Tag your Instagram posts or tweets with #OurPhilly and we’ll pick our favorite each day to feature in this newsletter and give you a shout out!

That’s Interesting

  1. Ben Simmons claims that he and a small group of friends faced racial discrimination at a casino in Australia. “I am very passionate about equality and I will always speak up even if it means having uncomfortable conversations,” the Sixers star tweeted early yesterday morning.

  2. The Pennsylvania Liquor Control Board has barred the state’s wineries from promoting volume discounts. The discounts themselves are fine, but the advertisements are considered “an inducement.”

  3. The transition from elementary to middle school can be infamously tough.
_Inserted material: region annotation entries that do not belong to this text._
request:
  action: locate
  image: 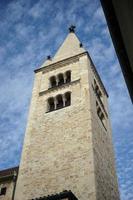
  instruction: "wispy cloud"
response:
[0,0,133,200]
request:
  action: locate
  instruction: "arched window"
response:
[50,76,56,87]
[65,92,71,106]
[66,71,71,83]
[48,97,55,111]
[56,94,63,109]
[58,74,64,85]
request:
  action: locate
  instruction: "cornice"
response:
[34,51,87,73]
[39,79,80,96]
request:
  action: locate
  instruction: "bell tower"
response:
[15,26,119,200]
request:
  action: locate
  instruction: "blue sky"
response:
[0,0,133,200]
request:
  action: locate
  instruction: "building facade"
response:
[0,167,19,200]
[1,26,119,200]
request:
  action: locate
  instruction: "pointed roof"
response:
[43,26,86,65]
[54,32,86,60]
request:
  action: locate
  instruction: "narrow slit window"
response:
[56,95,63,109]
[65,92,71,106]
[66,71,71,83]
[50,76,56,88]
[0,187,6,195]
[58,74,64,85]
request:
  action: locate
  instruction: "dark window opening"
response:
[58,74,64,85]
[0,187,6,195]
[65,92,71,106]
[56,95,63,109]
[48,98,55,111]
[66,71,71,83]
[94,79,102,101]
[96,101,106,129]
[50,76,56,87]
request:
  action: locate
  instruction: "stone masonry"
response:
[15,28,119,200]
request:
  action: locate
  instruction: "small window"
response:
[58,74,64,85]
[96,101,106,129]
[65,92,71,106]
[0,187,6,195]
[56,94,63,109]
[48,97,55,112]
[66,71,71,83]
[50,76,56,87]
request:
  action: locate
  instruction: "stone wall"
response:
[15,54,119,200]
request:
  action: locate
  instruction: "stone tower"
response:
[15,26,119,200]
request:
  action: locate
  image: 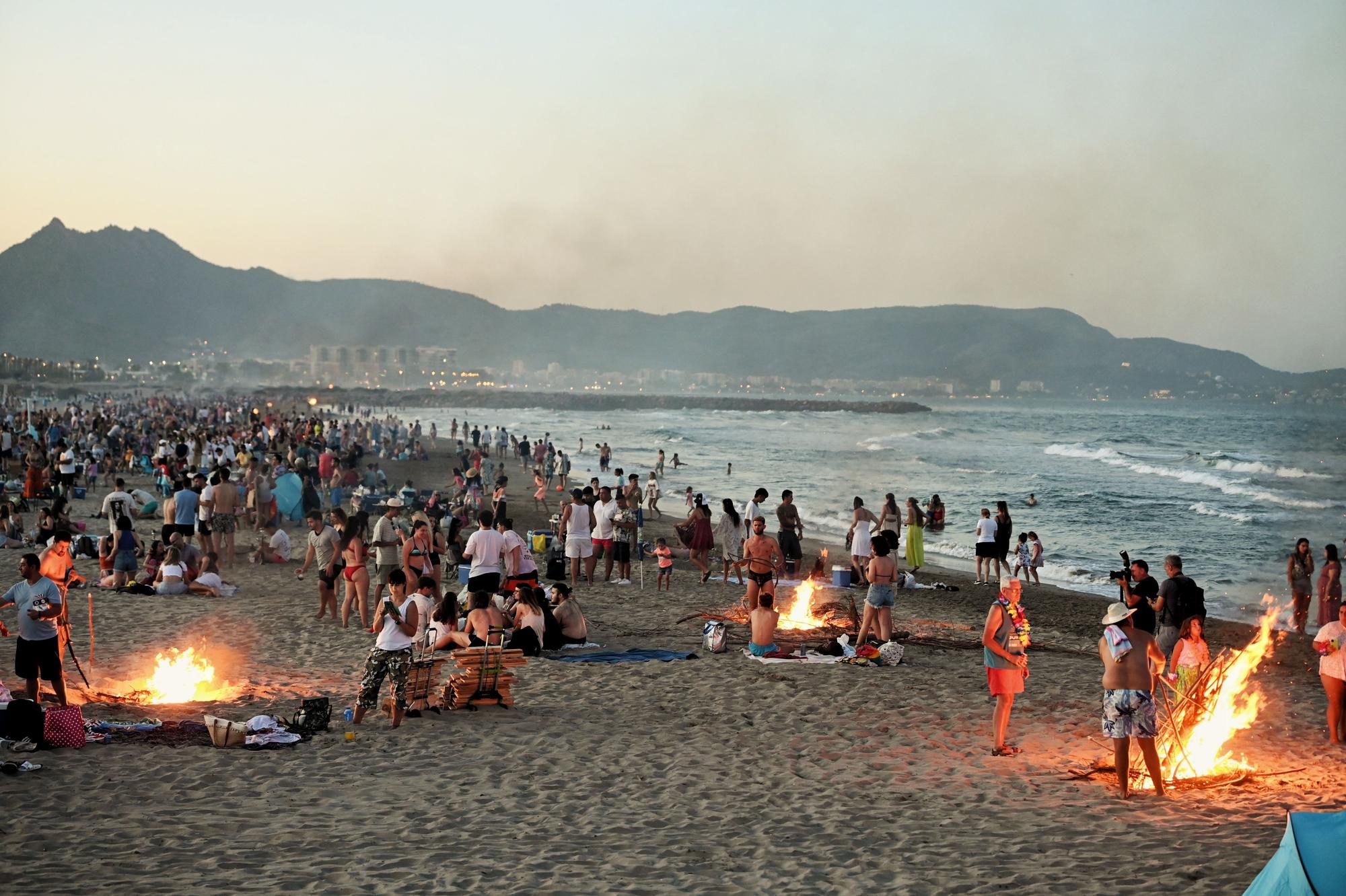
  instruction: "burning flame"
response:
[1160,607,1280,779]
[775,580,828,630]
[144,647,217,704]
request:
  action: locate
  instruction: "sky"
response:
[0,0,1346,371]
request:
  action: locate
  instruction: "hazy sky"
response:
[0,0,1346,370]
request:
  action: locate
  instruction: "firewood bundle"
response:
[440,647,528,709]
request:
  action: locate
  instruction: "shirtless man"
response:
[552,581,588,644]
[467,591,505,647]
[775,488,804,573]
[748,587,781,657]
[210,467,238,568]
[743,517,782,612]
[1098,601,1164,799]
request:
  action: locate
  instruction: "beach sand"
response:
[0,444,1346,893]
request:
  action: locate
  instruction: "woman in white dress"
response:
[847,495,879,585]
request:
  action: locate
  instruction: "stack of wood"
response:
[440,647,528,709]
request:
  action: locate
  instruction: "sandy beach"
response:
[0,439,1346,893]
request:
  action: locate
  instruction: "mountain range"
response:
[0,218,1346,391]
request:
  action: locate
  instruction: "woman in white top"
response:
[155,548,187,595]
[1314,604,1346,744]
[973,507,1000,585]
[848,495,879,585]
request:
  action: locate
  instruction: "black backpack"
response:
[1174,576,1206,626]
[4,698,43,747]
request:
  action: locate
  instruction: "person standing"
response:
[559,488,598,588]
[1098,601,1164,799]
[1285,538,1314,635]
[369,498,402,607]
[1314,605,1346,744]
[463,510,505,595]
[775,488,804,576]
[295,510,341,622]
[0,554,66,706]
[354,569,420,728]
[907,498,925,572]
[981,578,1030,756]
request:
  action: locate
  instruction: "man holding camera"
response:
[1121,560,1159,635]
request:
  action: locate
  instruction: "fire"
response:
[144,647,217,704]
[1155,597,1280,780]
[775,580,828,630]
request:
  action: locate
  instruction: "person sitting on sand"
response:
[981,578,1028,756]
[743,517,785,612]
[467,591,505,647]
[552,581,588,644]
[1104,600,1164,799]
[748,589,781,657]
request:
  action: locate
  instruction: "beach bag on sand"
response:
[701,620,730,654]
[879,640,906,666]
[42,706,85,749]
[4,698,42,744]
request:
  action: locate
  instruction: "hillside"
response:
[0,219,1346,389]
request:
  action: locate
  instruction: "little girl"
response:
[1014,531,1032,581]
[654,538,673,591]
[1170,616,1210,694]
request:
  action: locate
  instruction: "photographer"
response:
[1151,554,1206,655]
[1120,560,1159,635]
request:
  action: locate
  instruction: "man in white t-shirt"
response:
[594,486,616,581]
[101,476,137,535]
[463,510,505,595]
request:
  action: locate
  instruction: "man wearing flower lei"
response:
[981,578,1030,756]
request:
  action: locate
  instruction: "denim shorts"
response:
[864,583,895,608]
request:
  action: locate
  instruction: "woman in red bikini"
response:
[341,511,369,628]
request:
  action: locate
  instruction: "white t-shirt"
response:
[502,527,538,576]
[102,491,136,534]
[463,529,505,576]
[594,498,616,541]
[1314,620,1346,681]
[197,483,215,522]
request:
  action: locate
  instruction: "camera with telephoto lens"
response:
[1108,550,1131,583]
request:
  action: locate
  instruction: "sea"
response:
[401,398,1346,620]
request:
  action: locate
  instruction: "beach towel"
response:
[1102,626,1131,663]
[548,647,696,663]
[743,647,841,663]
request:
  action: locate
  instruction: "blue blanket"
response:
[548,647,696,663]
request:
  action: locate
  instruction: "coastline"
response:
[0,409,1346,893]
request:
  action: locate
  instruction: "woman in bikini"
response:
[341,511,369,630]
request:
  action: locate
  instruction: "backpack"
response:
[701,620,730,654]
[1174,576,1206,626]
[4,698,43,747]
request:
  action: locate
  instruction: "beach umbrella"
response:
[1244,811,1346,896]
[271,474,304,522]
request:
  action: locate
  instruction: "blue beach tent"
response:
[271,474,304,522]
[1244,811,1346,896]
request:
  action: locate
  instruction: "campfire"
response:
[93,647,242,704]
[1145,595,1280,783]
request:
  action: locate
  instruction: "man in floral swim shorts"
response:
[1098,601,1164,799]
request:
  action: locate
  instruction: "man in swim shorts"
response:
[748,587,781,657]
[743,517,782,612]
[1098,601,1164,799]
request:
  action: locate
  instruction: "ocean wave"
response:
[1215,460,1331,479]
[1043,443,1335,510]
[855,426,950,451]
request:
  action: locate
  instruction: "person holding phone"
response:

There might be a way to help students overcome that.

  4. Aramark bought a competitor that the company says is “an innovative, app-based on-demand food delivery service that brings freshly prepared, restaurant-quality meals to conveniently located pickup points around college campuses.”

  5. The executive director of Philly’s largest animal shelter has stepped down from her post after less than a year.

  6. Former Phillies star Shane Victorino has launched a second career as a major investor in a cannabis company. Known as the “Flyin’ Hawaiin” in his playing days, Victorino said his home state’s year-round growing climate gives the new company an advantage over competitors.

Opinions

“No one should be locked up and traumatized for skipping class. Yet 1 in 3 youth locked up in Pennsylvania are there for status offenses and probation violations, such as truancy or running away — one of the highest rates in the country.” — Mike O’Bryan, the director of Young Adult Initiatives at the Village of Arts and Humanities, writes about the “broken system” that incarcerates Philly’s children.

  1. The Inquirer Editorial Board writes that while gun control might not stop white supremacy, it could make it less deadly.

  2. Anita Gupta, a pain physician and anesthesiologist who worked at Hahnemann University Hospital and the Drexel University College of Medicine, asks, “How will Hahnemann’s closure affect Philly’s opioid crisis?”

What we’re reading

  1. WHYY reports on a network for young professionals of color that was founded by Philly natives. It’s called For(bes) The Culture, and it has now become an official partner of Forbes.

  2. Vox explains how Earth’s toughest animal may survive on the moon.

  3. Some parents make the choice not to post photos of their kids on social media. In those cases, the biggest threats to their children’s online privacy becomes Facebook-happy grandparents, BuzzFeed News reports.

Your Daily Dose of | Art

Philly artist Pauline Houston-McCall has been commissioned for Wells Fargo’s corporate offices in New York City. She says that the commission of 19 works is among the highlights of her career.